Malacañang will tap a three-man panel of foreign health experts to conduct independent scientific research about Dengvaxia, the world’s first dengue vaccine, and its impact on the immunized children in the country.
Presidential spokesman Harry Roque Jr. said President Rodrigo Duterte seeks a more comprehensive and independent report after the conflicting reports on the matter by the Public Attorney’s Office (PAO) and the Department of Health (DOH).
Roque said Duterte “will create a three-man panel of Asian experts” and that he “will be bound by the findings of this three-man expert team on the issue of whether or not Dengvaxia actually caused deaths.”
“Now the problem of the president is – although there is a finding of a PAO expert and there is the Philippine General Hospital panel of experts findings – as a lawyer and a former prosecutor, he knows that expert witnesses can cancel out each other’s testimonies,” he added.
The opinion from independent experts will help in the probe to strengthen the government’s move to make Sanofi Pasteur, the manufacturer of Dengvaxia, accountable for what happened.
A list of expert pathologists that DOH submitted are now with Duterte.
Malacañang is also hoping for the passage of a law seeking to allow the government to use the P1.2 billion refunded by Sanofi for much-needed medical support and assistance for the vaccinated children who fell ill.
DOH suspended the mass immunization program on Dec. 1, 2017 after Sanofi Pasteur announced that the vaccine poses threat of severe symptoms to those who have not been previously exposed to Dengue.

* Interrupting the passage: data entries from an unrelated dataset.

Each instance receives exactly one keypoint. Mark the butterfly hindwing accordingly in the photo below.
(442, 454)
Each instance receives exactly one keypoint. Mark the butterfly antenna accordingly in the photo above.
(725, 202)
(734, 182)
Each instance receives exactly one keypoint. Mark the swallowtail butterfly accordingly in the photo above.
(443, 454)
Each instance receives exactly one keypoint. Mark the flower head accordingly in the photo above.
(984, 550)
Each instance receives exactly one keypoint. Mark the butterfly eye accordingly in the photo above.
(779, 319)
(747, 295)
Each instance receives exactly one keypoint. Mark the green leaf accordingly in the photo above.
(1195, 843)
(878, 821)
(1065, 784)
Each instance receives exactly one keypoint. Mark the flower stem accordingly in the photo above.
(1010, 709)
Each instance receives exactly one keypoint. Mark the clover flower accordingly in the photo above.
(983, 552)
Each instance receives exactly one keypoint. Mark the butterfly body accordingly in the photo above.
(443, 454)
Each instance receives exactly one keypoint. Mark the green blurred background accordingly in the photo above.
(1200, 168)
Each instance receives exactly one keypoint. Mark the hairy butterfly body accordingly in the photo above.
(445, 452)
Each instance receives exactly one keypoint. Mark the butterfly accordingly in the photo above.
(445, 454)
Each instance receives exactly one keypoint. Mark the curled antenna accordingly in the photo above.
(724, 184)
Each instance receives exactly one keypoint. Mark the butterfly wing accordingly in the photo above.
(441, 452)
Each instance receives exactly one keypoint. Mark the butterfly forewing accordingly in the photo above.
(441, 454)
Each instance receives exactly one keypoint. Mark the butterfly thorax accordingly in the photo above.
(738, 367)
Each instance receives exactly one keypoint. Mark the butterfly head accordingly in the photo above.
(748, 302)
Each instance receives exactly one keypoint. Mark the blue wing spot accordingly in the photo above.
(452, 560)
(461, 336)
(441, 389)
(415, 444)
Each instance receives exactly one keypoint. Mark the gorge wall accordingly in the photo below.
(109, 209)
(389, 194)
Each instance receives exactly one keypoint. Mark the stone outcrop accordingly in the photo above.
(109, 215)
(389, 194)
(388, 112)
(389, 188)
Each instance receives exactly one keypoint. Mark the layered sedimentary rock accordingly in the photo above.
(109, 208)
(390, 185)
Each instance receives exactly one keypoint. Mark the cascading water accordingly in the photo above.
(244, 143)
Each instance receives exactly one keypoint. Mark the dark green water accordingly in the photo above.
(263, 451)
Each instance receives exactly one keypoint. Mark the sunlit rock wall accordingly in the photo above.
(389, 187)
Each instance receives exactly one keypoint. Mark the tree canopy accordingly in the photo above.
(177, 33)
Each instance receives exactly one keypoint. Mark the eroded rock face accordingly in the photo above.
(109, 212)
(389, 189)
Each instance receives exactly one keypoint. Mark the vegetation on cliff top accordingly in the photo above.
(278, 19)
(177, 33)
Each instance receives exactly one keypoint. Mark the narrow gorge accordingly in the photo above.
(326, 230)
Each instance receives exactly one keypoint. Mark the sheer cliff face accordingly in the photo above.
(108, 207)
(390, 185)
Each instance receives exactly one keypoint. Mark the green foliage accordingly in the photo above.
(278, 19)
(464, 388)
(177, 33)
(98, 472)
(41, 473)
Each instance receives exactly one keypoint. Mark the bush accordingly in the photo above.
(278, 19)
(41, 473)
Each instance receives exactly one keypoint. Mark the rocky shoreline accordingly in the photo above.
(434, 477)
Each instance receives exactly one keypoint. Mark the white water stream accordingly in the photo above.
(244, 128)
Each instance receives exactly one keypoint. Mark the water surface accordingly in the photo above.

Dengvaxia was administered to about 800,000 public school students aged nine years old and above starting April 2016.
1,967 out of the 3,281 students hospitalized for various illnesses after being vaccinated contracted dengue, DOH said in a statement last month.
Last year, Gabriela filed a graft complaint against former health secretary Janette Garin former president Benigno Aquino III and former executive secretary Paquito Ochoa in connection with the Dengvaxia controversy.